Now, My question migt really seems to be silly but I go ahead and ask?
do I need to setup an outside interface and inside interface on teh secondary device as well?
I have done that but, in my scenario since both inside and outside Interfaces had public IP addresses on our datacenter LAN, I had a lots of difficulty with routing, so I put an static route in our core router for the subnet used by the customer to get to the outside interface of the Interface and also be able to VPN in and all seems to be working, but, what if the Primary switch back to secondary? the secondary has a different outside and inside inyerface IP addresses tyhaan Primary, so , do I need to put another static IP route statemnet with a longer metric to the one I put for the primary device outside interface?
in short, i wonder how traffic will hit the outside Interface of the secondary device (ASA) when the primary has failed?
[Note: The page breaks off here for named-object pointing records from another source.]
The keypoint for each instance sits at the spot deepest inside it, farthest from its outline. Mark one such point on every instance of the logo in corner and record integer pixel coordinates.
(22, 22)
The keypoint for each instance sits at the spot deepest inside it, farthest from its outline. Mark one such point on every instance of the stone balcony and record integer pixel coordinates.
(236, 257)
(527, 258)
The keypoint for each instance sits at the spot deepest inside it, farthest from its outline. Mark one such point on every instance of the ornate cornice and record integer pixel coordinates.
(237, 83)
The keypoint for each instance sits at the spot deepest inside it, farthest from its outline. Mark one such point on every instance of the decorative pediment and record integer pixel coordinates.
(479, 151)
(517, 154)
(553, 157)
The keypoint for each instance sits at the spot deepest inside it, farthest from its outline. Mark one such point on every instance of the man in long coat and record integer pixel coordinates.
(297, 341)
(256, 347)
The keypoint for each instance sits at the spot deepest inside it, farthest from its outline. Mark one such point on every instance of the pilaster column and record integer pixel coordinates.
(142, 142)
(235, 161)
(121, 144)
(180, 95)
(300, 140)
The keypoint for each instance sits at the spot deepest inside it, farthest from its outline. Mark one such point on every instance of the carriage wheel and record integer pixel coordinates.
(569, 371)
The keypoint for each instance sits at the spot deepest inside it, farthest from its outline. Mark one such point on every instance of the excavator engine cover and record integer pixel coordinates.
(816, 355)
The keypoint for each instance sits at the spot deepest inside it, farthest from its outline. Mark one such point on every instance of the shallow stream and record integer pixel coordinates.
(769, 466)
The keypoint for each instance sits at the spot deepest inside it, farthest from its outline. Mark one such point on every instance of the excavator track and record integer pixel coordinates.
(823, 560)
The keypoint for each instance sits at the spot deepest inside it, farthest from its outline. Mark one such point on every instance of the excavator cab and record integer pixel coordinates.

Also, I wonder if this information is correct for faailover, pls see attached. I have used the same Private IPs I used for ethernet3 and ethernet2 that I used on the primary for failover for LAN and State failover? I used the same IPs, is that Ok?
Frist time I ever worked with ASA and had to setup failover, Firewalling and Remote VPN and all seem to be working!! but i need to make sure and stop guessing and not being sure what I have done as explianed above.